Contractors claiming they are owed more than $350 million on Las Vegas's defunct Fontainebleau resort went Tuesday to the Nevada Supreme Court in their battle to be paid something for their work.
In oral arguments before six justices, the contractors contended that they're being penalized for mistakes made by major banks that provided construction financing in 2007. Under Nevada law, argued contractors' attorney Gregory Garman, their mechanics liens should stand higher on the repayment ladder than the bank loans.
"What (the banks) are attempting to do is shift a poor business decision in hindsight to the contractors," he said. "This is a windfall for the banks."
More than 100 contractors, many based in Las Vegas, have filed more than 325 claims in the Fontainebleau's bankruptcy case, although a review of their accuracy has not yet been conducted. If the Supreme Court rules against them, they probably will receive nothing because the banks could claim the entire $100 million available for distribution to creditors. A win, on the other hand, could net them checks worth about 30 cents on the dollar, although the calculation remains rough.
The consortium of lenders who poured nearly $2 billion into the Fontainebleau before shutting off the money spigot three years ago countered that they were merely following well-established Nevada law. A legal doctrine called equitable subrogation allows a lender that refinances a property to take over all the legal rights of the original lender, including the top repayment priority.
"There are no special exemptions for mechanics liens or any other competing interests," said attorney Rew Goodenow for Wilmington Trust FSB, the administrative agent for the lenders.
The Fontainebleau bankruptcy is being litigated in Miami. But because of the ambiguity in Nevada law about repayment priorities, a Florida judge sent the issue to Nevada's highest court for resolution. The potentially far-reaching consequences of the ruling spurred other groups, such as the Associated General Contractors and the Nevada Bankers Association, to have their attorneys weigh in.

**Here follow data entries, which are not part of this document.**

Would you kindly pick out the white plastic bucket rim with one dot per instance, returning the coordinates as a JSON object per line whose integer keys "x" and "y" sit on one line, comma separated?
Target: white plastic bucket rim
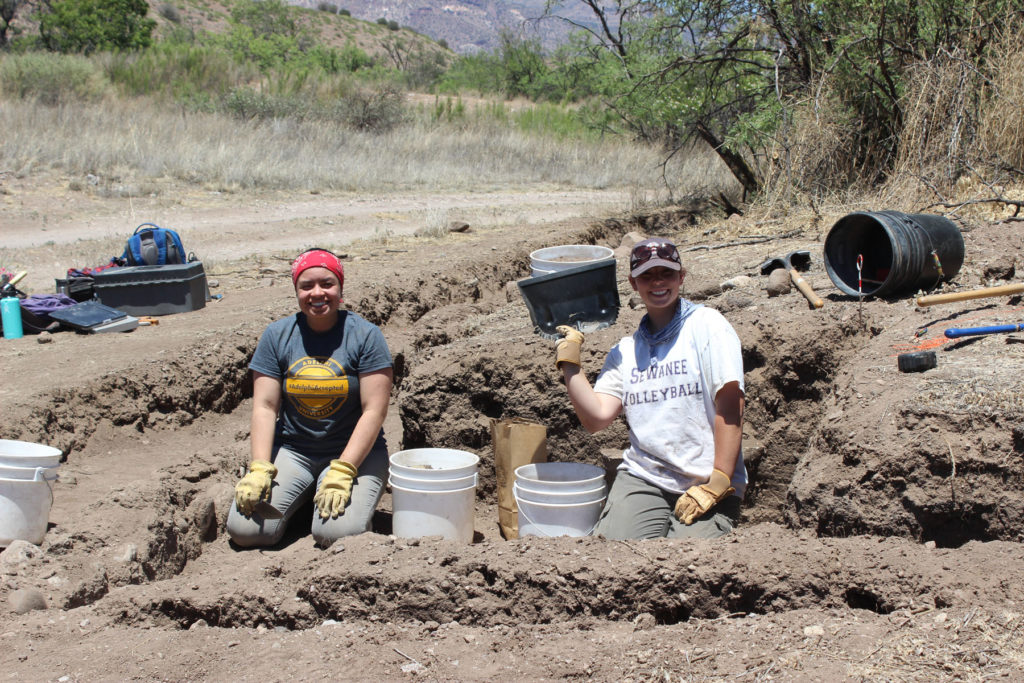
{"x": 418, "y": 483}
{"x": 25, "y": 509}
{"x": 444, "y": 513}
{"x": 552, "y": 259}
{"x": 434, "y": 463}
{"x": 27, "y": 454}
{"x": 549, "y": 519}
{"x": 559, "y": 476}
{"x": 28, "y": 473}
{"x": 558, "y": 498}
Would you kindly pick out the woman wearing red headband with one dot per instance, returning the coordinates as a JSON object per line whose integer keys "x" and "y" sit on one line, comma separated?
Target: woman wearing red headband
{"x": 679, "y": 381}
{"x": 322, "y": 380}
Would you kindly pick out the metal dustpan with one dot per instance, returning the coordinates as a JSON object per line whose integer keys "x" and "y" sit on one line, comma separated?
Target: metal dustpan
{"x": 585, "y": 297}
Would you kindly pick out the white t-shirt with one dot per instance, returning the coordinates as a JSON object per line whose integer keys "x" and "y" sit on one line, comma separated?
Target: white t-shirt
{"x": 670, "y": 403}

Lenders contend that if subrogation is curtailed, interest rates could go up and loan qualification standards could be drawn tighter.

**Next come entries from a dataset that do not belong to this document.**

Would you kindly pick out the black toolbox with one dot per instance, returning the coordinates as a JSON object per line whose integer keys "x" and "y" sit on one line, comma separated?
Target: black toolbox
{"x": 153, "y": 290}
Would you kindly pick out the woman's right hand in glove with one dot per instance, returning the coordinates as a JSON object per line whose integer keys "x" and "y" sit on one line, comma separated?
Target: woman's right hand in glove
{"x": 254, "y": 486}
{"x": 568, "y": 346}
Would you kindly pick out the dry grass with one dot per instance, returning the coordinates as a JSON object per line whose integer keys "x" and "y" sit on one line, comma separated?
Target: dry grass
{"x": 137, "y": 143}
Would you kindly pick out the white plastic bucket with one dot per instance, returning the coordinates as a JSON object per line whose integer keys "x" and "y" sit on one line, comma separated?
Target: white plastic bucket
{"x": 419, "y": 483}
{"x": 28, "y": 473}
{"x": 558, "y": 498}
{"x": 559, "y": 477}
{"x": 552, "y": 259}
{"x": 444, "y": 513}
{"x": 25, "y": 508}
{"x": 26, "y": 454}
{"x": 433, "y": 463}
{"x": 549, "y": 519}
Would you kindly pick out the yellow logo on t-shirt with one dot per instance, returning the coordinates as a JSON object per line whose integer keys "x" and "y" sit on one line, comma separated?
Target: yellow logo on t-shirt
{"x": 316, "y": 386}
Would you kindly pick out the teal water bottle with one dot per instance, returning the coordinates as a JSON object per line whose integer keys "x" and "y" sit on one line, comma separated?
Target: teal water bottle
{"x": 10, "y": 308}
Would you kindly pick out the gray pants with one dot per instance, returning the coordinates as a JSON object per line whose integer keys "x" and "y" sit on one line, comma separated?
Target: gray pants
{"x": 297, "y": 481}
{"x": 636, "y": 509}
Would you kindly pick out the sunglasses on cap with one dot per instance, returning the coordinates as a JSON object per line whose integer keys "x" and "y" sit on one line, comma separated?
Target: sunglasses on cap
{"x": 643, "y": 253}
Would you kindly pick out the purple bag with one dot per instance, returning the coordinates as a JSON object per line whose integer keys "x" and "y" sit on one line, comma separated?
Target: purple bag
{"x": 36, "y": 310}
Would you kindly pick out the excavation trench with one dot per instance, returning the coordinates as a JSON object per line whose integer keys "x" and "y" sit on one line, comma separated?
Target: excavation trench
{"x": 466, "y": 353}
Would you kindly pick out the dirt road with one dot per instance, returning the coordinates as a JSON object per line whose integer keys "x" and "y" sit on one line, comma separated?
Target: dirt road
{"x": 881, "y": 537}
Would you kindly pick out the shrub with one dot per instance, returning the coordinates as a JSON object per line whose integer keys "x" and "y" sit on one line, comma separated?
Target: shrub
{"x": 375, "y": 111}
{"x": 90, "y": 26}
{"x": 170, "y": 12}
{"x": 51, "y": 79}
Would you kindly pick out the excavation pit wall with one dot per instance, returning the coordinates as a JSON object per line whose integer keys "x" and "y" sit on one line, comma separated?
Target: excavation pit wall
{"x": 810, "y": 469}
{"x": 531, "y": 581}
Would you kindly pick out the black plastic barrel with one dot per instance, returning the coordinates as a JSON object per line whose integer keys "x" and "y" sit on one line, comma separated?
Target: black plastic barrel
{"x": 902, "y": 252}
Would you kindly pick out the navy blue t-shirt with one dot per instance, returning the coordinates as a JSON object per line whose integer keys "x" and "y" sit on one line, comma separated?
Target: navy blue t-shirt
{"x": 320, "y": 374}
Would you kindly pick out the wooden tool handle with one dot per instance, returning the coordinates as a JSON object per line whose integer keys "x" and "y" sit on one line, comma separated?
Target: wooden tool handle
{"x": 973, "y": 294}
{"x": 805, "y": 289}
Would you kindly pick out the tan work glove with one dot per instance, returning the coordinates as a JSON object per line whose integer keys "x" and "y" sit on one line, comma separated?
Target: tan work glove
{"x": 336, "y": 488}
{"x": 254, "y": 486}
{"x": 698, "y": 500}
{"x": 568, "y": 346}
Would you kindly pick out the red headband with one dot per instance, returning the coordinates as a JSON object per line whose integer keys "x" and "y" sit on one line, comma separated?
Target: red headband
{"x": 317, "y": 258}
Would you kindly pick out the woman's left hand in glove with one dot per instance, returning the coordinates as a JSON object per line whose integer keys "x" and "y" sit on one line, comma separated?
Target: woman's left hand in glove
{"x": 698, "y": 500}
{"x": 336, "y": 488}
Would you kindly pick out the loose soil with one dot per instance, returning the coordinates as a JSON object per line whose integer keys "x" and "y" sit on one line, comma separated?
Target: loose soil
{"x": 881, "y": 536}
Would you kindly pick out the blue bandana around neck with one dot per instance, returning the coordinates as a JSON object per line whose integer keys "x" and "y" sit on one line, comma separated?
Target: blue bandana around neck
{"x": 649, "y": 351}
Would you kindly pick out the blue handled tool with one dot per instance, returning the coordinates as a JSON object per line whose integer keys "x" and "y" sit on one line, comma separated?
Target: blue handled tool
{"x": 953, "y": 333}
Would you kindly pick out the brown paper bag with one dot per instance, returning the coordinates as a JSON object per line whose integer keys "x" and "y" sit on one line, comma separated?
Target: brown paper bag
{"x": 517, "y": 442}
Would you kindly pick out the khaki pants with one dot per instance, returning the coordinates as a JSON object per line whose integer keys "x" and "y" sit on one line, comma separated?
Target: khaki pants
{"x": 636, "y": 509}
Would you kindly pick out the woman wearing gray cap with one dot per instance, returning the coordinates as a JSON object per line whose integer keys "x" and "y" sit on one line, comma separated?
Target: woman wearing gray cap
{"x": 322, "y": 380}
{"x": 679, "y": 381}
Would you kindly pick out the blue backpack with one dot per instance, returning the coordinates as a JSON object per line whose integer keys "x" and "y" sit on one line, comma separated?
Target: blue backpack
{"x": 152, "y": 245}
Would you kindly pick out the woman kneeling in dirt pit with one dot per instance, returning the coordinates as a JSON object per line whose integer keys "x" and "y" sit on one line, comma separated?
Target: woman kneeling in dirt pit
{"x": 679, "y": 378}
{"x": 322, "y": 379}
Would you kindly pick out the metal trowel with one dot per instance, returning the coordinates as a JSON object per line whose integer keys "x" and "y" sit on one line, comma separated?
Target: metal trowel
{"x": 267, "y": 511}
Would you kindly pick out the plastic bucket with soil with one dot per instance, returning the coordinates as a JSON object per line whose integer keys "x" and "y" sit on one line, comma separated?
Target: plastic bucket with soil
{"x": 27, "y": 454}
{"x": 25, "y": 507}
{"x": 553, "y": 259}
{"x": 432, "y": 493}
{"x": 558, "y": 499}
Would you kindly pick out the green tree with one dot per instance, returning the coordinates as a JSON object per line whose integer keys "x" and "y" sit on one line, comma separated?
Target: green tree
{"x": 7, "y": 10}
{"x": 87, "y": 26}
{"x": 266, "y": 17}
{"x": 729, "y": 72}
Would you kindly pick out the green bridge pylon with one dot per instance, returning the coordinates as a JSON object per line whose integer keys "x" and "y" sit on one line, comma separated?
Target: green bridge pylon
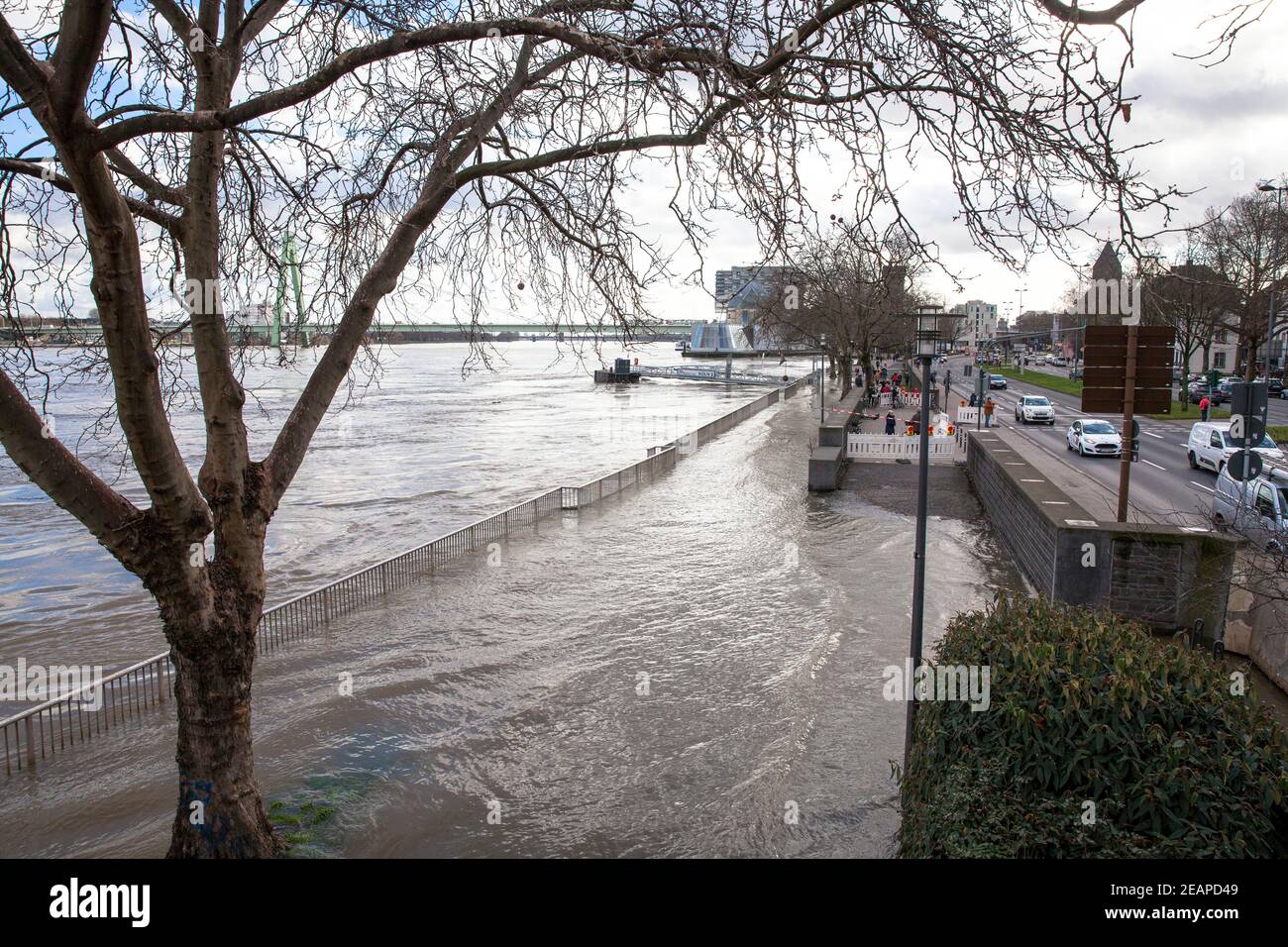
{"x": 288, "y": 264}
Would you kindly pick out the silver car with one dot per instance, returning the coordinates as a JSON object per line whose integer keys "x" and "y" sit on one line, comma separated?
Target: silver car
{"x": 1257, "y": 509}
{"x": 1093, "y": 437}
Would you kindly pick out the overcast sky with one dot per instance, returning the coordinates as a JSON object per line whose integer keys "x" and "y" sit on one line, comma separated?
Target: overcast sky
{"x": 1222, "y": 129}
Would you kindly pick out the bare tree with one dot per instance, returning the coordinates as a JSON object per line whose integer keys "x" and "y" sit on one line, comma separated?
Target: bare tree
{"x": 1194, "y": 300}
{"x": 1247, "y": 244}
{"x": 421, "y": 145}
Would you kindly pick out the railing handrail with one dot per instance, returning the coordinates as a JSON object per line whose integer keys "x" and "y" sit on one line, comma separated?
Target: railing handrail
{"x": 69, "y": 694}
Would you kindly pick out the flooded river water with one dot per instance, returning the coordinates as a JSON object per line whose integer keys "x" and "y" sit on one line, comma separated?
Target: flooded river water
{"x": 688, "y": 669}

"Lenders would have to re-evaluate what they would do in refinancing situations," Goodenow said after the hearing. "And what Nevada needs right now is refinancing."
The Nevada Land Title Association has predicted that title insurance prices would spike, driving up interest rates or causing lenders to stop making loans at all.
But the battered construction industry countered that downgrading mechanics liens would expose contractors to even more risk and losses on the credit, labor and materials they provide to developers.
With the Fontainebleau, the original $150 million loan to buy the nearly 24.5 acres next to the Riviera and pay for initial work was refinanced in June 2007. The banks contend that the refinancing put them in the same legal position as the original loan because of subrogation. The contractors say improvements commenced prior to the refinancing, so Nevada law puts them ahead of the banks.
Garman outlined several steps the banks could have taken to keep themselves first in the repayment line, such as erecting a chain link fence around the site prior to refinancing, but did not.
In an odd symmetry in the Fontainebleau's existence, New York financier Carl Icahn bought the property and unfinished building out of bankruptcy two years ago for $156 million, almost exactly the same amount as the original loan.
The 68-story Fontainebleau remains an unfinished hulk on the north end of the Strip.